Rebuilding BI Efficiently
Prior to arriving at Pared, Francia worked at a financial planning company, where most of his work as a data scientist was spent doing simple plotting via Shiny Server. In addition to writing data extraction code, he also had to write functions to generate plots and visuals. All in all, he spent 70 percent of his time extracting, cleaning and modifying data, and 30 percent of the time generating visuals for those plots.
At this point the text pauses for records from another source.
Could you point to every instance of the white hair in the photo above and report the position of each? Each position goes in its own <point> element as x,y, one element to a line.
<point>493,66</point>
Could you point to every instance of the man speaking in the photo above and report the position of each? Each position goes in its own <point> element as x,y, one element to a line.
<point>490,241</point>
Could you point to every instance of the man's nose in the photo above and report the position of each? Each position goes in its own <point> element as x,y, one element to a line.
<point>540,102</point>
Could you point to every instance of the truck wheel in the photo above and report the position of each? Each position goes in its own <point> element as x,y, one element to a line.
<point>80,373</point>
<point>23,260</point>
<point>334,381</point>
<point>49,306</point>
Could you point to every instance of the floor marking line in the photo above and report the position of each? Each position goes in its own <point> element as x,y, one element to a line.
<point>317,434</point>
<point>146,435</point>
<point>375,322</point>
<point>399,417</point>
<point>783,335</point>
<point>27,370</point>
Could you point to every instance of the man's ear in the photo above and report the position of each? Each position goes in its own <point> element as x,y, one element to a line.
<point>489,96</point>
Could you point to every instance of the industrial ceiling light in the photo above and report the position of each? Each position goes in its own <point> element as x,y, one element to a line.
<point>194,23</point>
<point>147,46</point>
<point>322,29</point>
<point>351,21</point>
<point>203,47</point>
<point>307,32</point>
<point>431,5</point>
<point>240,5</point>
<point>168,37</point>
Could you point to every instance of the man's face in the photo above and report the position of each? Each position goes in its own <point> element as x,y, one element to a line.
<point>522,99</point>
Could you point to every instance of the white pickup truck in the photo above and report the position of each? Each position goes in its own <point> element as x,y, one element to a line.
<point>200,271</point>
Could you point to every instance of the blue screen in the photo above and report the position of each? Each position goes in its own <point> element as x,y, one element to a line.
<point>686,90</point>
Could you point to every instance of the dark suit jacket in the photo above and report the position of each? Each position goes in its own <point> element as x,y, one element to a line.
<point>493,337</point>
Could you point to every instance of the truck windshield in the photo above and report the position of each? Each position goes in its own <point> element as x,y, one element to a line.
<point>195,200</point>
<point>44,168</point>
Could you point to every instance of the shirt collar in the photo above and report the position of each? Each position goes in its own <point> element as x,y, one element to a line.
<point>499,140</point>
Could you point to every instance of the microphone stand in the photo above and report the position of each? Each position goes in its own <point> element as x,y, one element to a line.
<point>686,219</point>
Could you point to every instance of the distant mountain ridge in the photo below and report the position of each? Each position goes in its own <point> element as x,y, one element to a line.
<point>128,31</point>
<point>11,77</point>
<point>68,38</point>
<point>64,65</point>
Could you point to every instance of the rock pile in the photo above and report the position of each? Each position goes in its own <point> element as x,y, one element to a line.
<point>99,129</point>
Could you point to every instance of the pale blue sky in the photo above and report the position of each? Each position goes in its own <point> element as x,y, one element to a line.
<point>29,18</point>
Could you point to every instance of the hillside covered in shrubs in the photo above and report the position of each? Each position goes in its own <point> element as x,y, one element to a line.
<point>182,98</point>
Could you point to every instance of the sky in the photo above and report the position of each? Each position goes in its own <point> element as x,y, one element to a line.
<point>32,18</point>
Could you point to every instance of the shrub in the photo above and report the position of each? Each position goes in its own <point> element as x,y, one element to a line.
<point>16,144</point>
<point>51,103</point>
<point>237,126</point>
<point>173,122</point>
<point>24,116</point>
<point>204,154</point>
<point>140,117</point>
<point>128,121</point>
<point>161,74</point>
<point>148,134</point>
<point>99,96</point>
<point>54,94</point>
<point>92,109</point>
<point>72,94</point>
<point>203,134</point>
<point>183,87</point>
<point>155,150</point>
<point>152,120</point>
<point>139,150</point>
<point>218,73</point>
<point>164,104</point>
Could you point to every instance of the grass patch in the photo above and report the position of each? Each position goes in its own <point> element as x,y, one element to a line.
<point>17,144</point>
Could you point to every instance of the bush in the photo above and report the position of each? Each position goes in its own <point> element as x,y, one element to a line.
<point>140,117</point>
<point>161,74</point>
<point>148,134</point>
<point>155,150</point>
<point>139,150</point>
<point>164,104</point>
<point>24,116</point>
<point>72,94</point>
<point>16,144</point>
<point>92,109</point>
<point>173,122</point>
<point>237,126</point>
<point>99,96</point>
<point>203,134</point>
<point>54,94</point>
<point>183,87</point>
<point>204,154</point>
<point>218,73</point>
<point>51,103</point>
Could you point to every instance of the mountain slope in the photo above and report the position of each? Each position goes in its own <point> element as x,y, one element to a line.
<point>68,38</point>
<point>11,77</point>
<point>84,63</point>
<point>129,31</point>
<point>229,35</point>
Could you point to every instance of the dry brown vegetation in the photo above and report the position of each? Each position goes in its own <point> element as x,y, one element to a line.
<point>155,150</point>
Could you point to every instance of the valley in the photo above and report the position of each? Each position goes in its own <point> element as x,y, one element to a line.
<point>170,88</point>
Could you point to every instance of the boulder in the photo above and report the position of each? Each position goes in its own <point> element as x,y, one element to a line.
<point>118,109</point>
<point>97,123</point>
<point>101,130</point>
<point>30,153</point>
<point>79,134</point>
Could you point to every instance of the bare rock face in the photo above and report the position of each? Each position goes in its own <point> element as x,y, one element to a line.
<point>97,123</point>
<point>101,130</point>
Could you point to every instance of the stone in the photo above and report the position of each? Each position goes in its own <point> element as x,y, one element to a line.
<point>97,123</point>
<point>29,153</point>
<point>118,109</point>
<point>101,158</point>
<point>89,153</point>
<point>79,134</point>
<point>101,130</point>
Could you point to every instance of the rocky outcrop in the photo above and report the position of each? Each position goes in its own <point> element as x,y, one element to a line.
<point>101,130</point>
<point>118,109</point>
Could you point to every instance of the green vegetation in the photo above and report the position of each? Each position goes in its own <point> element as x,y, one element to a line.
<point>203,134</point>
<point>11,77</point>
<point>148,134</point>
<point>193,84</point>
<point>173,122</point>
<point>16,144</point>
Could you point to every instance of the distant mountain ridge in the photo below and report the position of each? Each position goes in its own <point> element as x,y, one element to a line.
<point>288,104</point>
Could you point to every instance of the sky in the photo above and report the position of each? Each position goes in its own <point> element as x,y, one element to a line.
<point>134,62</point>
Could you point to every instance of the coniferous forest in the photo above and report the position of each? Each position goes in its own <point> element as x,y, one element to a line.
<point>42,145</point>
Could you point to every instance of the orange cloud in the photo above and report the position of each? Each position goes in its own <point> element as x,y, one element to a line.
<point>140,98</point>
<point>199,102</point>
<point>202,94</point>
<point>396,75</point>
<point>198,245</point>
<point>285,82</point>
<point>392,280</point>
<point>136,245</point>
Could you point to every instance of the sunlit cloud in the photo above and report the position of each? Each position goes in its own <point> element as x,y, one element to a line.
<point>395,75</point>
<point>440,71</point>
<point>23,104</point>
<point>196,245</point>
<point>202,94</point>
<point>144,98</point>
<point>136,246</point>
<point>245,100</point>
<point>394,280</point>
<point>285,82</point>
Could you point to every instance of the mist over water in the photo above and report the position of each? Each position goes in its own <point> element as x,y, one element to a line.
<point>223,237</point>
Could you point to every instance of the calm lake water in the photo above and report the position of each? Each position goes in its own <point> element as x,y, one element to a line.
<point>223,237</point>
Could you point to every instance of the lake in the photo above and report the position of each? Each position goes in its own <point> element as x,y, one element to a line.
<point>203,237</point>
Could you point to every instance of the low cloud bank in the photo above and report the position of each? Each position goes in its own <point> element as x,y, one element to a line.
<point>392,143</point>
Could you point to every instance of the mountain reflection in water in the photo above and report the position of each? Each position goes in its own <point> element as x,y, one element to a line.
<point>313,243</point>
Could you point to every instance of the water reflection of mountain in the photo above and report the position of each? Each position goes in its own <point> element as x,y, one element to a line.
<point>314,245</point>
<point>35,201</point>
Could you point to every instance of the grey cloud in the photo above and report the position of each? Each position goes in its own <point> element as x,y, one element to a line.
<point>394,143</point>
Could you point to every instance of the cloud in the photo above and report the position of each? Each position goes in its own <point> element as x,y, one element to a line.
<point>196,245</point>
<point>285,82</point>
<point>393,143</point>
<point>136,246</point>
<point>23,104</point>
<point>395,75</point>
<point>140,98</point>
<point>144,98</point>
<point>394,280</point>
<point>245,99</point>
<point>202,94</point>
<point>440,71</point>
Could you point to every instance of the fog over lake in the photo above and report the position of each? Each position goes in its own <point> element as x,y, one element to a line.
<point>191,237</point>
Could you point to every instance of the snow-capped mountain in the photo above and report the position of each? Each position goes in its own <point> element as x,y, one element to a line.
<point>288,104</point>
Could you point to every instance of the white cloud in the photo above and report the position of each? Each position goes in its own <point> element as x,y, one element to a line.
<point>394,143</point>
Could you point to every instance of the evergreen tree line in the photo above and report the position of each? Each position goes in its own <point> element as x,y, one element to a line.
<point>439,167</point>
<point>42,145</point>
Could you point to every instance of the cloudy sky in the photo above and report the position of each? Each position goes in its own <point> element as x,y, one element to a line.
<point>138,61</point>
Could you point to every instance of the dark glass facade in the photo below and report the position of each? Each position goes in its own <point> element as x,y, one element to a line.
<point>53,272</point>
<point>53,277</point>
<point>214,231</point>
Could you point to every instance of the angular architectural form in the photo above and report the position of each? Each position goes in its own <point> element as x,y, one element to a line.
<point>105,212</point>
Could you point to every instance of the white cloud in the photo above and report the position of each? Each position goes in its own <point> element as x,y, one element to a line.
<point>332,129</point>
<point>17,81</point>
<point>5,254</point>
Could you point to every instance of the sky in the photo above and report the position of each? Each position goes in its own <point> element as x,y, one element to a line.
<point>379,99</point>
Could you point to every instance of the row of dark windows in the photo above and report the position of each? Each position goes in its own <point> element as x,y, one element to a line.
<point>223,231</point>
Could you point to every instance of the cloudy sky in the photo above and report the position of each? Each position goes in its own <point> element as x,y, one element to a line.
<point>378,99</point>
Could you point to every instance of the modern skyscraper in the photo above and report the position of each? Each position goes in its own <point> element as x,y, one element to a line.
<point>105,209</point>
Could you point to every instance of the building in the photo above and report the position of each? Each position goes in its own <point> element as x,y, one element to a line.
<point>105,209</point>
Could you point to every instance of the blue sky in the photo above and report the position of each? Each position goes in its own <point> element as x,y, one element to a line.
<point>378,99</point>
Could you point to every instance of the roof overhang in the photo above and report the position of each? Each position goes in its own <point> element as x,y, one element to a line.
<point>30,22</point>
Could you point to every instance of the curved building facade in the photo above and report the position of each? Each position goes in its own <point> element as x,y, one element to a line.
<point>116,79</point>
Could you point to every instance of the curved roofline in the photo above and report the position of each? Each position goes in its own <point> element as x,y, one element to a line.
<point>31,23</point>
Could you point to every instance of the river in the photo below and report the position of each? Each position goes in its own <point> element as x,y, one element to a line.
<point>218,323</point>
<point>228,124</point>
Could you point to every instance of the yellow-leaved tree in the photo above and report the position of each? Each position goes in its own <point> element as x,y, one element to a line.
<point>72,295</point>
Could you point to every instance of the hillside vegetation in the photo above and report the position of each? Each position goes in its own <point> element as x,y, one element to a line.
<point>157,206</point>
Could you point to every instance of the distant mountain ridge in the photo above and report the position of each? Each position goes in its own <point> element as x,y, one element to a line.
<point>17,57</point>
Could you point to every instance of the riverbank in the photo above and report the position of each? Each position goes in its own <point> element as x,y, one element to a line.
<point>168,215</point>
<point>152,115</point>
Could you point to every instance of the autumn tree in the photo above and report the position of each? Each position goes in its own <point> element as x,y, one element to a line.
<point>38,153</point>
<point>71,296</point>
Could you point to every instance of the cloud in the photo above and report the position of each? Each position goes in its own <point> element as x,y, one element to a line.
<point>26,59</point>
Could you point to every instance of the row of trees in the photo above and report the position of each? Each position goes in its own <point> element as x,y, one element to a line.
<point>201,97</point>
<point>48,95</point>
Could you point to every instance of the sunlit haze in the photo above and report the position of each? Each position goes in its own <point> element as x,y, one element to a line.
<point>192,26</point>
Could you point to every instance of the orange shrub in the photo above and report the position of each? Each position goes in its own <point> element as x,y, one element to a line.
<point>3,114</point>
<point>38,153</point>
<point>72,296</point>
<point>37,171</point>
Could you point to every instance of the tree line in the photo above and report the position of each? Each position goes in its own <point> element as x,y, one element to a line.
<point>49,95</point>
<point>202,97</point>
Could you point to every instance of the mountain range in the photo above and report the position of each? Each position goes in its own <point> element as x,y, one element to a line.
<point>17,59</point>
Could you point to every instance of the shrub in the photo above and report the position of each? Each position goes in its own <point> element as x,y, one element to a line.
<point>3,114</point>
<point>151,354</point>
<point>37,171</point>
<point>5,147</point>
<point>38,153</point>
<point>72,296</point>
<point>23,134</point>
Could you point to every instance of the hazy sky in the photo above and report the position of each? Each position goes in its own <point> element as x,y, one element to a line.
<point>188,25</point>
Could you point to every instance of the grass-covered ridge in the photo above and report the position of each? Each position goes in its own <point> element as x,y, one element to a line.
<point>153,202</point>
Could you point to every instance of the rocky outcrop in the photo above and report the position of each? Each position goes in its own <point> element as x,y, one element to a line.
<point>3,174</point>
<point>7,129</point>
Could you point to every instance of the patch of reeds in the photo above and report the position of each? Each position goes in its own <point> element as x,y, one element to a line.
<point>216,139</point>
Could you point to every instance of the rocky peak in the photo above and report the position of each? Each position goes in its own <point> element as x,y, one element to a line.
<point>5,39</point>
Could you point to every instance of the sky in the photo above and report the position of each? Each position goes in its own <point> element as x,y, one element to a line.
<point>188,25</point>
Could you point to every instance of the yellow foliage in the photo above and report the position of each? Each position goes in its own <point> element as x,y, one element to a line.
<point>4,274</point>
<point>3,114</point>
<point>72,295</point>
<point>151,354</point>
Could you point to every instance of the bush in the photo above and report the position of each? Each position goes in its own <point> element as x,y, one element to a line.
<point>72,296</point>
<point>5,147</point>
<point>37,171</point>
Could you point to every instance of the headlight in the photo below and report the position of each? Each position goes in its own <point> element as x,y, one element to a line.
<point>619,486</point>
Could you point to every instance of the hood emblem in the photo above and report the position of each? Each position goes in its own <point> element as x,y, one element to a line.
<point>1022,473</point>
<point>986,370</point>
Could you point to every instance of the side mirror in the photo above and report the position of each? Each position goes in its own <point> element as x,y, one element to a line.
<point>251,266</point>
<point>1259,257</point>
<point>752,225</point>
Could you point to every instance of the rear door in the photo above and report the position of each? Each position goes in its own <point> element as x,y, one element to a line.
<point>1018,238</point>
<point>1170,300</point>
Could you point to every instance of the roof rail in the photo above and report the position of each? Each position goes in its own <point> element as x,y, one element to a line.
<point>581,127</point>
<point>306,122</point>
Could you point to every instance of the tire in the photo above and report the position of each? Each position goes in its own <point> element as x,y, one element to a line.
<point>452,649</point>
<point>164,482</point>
But when he joined Pared, Francia’s work instantly became more efficient. Instead of spending hours writing code to remodel their dashboards for each request or browsing Stack Overflow for solutions, he’s empowered to make changes to dashboards and visualizations instantly within the easily navigable interface. He says that saves him at least 30 percent of his time versus his previous role right off the bat.
“It’s pretty awesome not having to build models constantly from scratch,” said Francia. “If someone asks me to readjust the Y-axis on a graph, I can do that by pointing and clicking really quickly. From an efficiency perspective, that’s been the biggest impact for my work as a data scientist.”
“Visualization is just super trivial at this point,” said Francia. “Once you get the table you want? It’s game over and I have exactly what I want. I’ve got it – we’re good to go.”
As the only dedicated data professional on the team, he says about 15 percent of his time is spent on his own, exploring important questions that he’ll figure out for himself with data. The other 85 percent is questions that come in from various departments, including business operations, sales, marketing or the leadership team, looking to answer new questions with data.
“I’m sort of a free safety, seeing the whole field and just going wherever I’m needed in the business,” said Francia. “We get poignant questions coming from every department because they have domain expertise on what the most relevant data points are, and I’ll use Sisense for Cloud Data Teams to dig into those, and then sometimes I’ll explore questions that no one else is asking. In each case, my work really starts and ends within the Sisense for Cloud Data Teams platform.